I keep thinking I'm going to get bored with the Farmer's Market Cardigan, but every time I sit down to work on it, I enter some sort of strange space/time warp. You know the one I mean, the one where there's only you, the needles, and the yarn, all happy in a little space/time continuum of your very own. Back in the real world, dishes languish unwashed in the sink, cats re-decorate entire shelves ("Oh, I'll pick that stuff up after I finish this row" as the cats bat small statues of sheep and geese about the room), and the lasagna does not come out of the freezer in time for anyone's dinner anytime soon.

Ah, yes. That space/time warp. I know you know the one I mean. I think I've seen you there, in fact...

A morning of work on the Farmer's Market Cardigan

This morning I sat down to stitch up a bit of the knitted steek facing I'd done for my red cardi, thinking I could take a few minutes to sew up an inch or two just for the purposes of taking blog photos. A half-hour at most, and then I'd be ready to get started on writing the actual post.

That was five hours ago. I started tinkering with the knitting at, oh, 9:30 AM. It's 2:35 PM, the dog needs to be walked, I haven't had lunch yet, and the dining table is a disgrace of stray balls of yarn, snips of embroidery thread, two unfinished knitted sleeves, one tin of stitch markers, an empty coffee cup, an assortment of knitting needles, camera widgets, and, of course, The Sweater.  (A cat was part of the fray earlier, as you can see in the photo. That's Dusty, and he felt the need to closely supervise every stitch. I'm sure he's thinking that there was no need to bother with sleeves since this lovely soft red thing is clearly a blankie for him and what do I need another sweater for?)

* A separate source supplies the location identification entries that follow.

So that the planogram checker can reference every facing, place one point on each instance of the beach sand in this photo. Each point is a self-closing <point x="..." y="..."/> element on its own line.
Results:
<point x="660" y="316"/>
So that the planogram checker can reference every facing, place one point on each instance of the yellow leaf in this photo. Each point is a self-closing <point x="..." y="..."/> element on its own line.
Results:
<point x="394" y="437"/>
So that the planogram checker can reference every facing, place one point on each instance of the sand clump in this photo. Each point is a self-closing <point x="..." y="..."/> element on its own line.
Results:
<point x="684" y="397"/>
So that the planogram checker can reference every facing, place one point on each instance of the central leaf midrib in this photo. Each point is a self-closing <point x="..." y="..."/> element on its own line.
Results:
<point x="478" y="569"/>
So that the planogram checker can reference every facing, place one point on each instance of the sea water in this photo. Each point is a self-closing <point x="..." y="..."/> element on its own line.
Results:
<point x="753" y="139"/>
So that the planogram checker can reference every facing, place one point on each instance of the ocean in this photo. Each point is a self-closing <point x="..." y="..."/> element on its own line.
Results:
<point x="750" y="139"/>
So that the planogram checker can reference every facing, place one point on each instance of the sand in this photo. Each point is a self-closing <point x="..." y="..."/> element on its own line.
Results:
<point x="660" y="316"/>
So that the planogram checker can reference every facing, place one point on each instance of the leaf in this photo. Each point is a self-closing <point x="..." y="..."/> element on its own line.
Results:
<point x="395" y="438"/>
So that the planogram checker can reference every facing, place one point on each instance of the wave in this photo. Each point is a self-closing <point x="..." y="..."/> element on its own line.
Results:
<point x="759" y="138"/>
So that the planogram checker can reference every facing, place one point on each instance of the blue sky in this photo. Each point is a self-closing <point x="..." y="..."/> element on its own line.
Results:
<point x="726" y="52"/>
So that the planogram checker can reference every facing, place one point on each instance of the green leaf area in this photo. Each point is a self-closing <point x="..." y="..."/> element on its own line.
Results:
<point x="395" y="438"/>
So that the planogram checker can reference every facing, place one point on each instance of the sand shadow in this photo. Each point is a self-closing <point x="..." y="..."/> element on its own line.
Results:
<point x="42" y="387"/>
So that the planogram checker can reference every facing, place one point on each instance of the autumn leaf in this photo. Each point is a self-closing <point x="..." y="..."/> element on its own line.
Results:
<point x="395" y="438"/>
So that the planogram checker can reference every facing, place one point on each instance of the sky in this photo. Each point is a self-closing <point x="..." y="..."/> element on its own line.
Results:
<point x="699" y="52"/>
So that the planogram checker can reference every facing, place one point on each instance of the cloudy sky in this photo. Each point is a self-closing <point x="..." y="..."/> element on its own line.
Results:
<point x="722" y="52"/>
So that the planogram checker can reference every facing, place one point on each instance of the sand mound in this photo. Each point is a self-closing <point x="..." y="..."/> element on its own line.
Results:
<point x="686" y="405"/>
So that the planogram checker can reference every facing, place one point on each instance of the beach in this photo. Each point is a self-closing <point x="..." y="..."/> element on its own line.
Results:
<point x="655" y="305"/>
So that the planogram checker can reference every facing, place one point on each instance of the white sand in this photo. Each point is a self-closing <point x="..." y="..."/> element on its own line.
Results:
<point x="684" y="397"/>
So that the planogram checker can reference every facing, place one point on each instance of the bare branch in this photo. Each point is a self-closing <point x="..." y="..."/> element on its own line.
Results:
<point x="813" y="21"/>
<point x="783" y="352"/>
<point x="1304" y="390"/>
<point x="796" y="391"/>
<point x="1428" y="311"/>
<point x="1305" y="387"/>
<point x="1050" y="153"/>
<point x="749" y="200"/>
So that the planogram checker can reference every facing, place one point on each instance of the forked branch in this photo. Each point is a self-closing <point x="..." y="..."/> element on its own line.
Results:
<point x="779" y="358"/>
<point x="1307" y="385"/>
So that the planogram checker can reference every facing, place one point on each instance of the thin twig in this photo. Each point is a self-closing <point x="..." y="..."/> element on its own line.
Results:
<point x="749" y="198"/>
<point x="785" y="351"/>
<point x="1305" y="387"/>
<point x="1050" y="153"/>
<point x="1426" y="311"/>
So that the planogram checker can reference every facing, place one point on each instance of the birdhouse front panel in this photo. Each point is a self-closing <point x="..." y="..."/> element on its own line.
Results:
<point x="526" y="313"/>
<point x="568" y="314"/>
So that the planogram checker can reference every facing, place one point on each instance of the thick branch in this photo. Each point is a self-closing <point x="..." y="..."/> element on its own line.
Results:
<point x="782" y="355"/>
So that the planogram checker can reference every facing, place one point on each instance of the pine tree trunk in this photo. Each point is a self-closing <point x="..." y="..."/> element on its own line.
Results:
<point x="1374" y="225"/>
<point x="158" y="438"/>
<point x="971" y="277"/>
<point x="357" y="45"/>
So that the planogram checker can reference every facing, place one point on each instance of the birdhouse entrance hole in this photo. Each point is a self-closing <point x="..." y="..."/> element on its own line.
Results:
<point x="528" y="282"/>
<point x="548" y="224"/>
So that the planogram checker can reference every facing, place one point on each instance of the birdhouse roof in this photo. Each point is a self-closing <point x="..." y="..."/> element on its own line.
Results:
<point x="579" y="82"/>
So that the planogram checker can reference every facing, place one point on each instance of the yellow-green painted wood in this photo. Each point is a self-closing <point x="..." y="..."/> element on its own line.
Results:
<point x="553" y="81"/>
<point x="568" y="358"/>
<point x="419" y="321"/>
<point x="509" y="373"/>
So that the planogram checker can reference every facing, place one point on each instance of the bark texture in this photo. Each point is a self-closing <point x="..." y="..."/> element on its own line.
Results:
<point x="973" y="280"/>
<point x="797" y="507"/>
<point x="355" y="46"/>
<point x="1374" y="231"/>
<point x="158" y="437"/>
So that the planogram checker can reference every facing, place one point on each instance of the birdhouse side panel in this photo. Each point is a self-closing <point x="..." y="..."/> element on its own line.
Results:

Ahem. Let's get down to business, shall we?

Frayed Edges

I was going to happily ignore the frayed edges you can see in the photo (right) from last week's entry, because the blue knitted facing was going to cover them, effectively locking them away from any chance to come undone. But a few commenters called me on my flagrant disrespect for Murphy's Law, wanting to know how to prevent fraying No Matter What.

I gave it some thought, and decided to go the extra mile in this sweater. After all, I want it to last for years, and I want to be proud of the end result. I decided to whipstitch the fraying edges, tacking them down to the wrong side of the facing as I stitched. This would not only take care of the fraying; it would also flatten the selvedge and ensure a crisp turning edge for the entire front opening.

Gory Details (you know you want them): I threaded a sharp point needle with three strands of embroidery floss. For the purposes of photography, I chose a light (but still coordinating) colour; however, if I weren't taking photos for all you nice folks, I would have chosen a darker floss colour that matched the main yarn colour.

I smoothed the frayed edge down against the knitted facing, then whipstitched the two together, catching as many of those loose ends of yarn in the loops of my stitches as I could. To help things along, I used my finger to fold down the frays as I sewed. I also stitched over some places a few times to ensure that things were sewn down to my satisfaction.

Truth be told, the neatness of the actual stitching did not matter to me so much, as the stitches would be forever hidden underneath the facing. My main concerns were that the frays stayed put, and that the whipstitches not show on the outside of the facing–thus I turned it over frequently to check.

 


Sewing The Facing to the Sweater

 

Once the entire raw edge of the steeked opening had been whipstitched to the facing, the sweater and I had a short session with the steam iron, steaming the facings flat and reminding those selvedge edges who their momma was.

When the edges cooled, it was Stitch-Down Time.

Since these stitches might show on the outside of the cardigan, I absolutely had to have a matching thread. The yarn itself, being worsted weight, was far too bulky. I could have used a matching embroidery floss, but I chose to experiment. My main yarn, Dream in Colour Classy, is a four-ply yarn. I pulled the plies apart, so that I had two 2-ply strands in my hands, and called that good. (I considered using the singles, but a gentle tug on one resulted in the singles pulling completely apart. The 2-ply was much stronger.) You can see the two plies of yarn I used in the photo at right.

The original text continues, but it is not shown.